Ethiopian slams NYT, Washington Post over crash misreporting

Ethiopia

In a space of 24-hours, Ethiopian Airline has issued two press statements pointing out what it says are false reports by two American media outlets – the New York Times, NYT; and Washington Post.

On Thursday, the airline said it was disappointed at a report carried by the New York Times which suggested pilot of the ET 302 was not properly trained.

The article titled “Ethiopian Airlines Had a Max 8 Simulator, but Pilot on Doomed Flight Didn’t Receive Training,” reported that the airline was complicit in the crash but Ethiopian insisted that its pilots had completed all necessary training for the planes they handle.

“We urge all concerned to refrain from making such uninformed, incorrect, irresponsible and misleading statements during the period of the accident investigation,” the statement read in part.

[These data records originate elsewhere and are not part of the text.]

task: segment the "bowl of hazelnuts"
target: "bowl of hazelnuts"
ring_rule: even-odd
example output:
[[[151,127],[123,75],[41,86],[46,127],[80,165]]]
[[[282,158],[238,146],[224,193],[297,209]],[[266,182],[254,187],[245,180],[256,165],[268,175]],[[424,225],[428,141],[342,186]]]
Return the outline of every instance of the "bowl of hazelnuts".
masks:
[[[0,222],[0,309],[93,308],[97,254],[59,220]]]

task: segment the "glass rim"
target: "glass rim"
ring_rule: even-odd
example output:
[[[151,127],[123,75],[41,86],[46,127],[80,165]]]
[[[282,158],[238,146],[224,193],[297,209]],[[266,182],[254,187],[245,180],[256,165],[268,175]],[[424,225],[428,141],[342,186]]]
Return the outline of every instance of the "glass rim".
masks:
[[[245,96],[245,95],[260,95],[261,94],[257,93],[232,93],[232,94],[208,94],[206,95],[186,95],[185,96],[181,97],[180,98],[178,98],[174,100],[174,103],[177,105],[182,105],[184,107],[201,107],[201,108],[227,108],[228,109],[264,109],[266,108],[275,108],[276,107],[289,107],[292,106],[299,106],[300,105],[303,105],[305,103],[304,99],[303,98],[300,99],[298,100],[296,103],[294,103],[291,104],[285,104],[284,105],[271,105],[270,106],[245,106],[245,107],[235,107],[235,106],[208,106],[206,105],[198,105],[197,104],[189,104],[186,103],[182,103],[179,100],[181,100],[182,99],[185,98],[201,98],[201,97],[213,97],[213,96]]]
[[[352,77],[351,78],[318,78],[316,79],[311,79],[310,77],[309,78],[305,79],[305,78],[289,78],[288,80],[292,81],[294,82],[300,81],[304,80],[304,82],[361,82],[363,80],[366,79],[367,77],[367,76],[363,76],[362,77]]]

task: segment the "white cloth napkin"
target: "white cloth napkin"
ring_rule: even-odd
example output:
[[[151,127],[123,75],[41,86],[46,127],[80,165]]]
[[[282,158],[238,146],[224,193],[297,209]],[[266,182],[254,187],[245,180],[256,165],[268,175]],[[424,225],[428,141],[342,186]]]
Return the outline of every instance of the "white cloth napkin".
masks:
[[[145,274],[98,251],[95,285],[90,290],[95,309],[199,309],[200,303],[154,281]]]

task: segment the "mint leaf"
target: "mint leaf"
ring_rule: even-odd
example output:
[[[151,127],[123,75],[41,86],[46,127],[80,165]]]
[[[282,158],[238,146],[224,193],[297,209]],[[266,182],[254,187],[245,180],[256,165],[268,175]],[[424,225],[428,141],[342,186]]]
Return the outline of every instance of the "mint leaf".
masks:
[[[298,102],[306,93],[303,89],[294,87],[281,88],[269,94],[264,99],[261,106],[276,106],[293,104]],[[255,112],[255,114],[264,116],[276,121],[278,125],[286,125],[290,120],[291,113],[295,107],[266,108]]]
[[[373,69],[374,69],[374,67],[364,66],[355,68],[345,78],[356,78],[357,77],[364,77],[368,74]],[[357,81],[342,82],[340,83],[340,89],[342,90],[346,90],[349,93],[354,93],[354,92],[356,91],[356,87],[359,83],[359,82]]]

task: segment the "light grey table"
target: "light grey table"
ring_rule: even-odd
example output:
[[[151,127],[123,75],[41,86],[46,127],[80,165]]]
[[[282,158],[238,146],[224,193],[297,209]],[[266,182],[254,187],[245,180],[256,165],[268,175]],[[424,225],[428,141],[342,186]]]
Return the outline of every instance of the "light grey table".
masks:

Ethiopian Airlines expresses its disappointment on the following wrong reporting of the nytimes titled “Ethiopian Airlines Had a Max 8 Simulator, but Pilot on Doomed Flight Didn’t Receive Training” pic.twitter.com/FsASbdm3Sv

— Ethiopian Airlines (flyethiopian) March 21, 2019

Early Friday morning, the airline issued another statement in response to an article published a day before in the Washington Post.

Ethiopian strongly refuted what it said were baseless and factually inaccurate allegations in the said story. “All the allegations in the article are false defamations without any evidence, collected from unknown and unreliable sources to divert attention from the global grounding of the B-737 MAX airplanes.”

The statement underscored the high level of training and safety standards that the airline has committed to over the past decades. “The airline has invested more than half a billion dollars in infrastructure only in the last 5 years which is not common in a typical global airline,” the statement added.

As in the case of the NYT statement, they stressed the need for all stakeholders to wait for the outcome of the probe currently underway to ascertain the real cause of the crash. It accused the Washington Post of trying by their story to divert attention from the real issues.

“…the subject article us trying to cover the main focus of the world to unrelated and factually incorrect allegations.” The airline also demanded that the said article be recalled and an apology issued with the correct facts.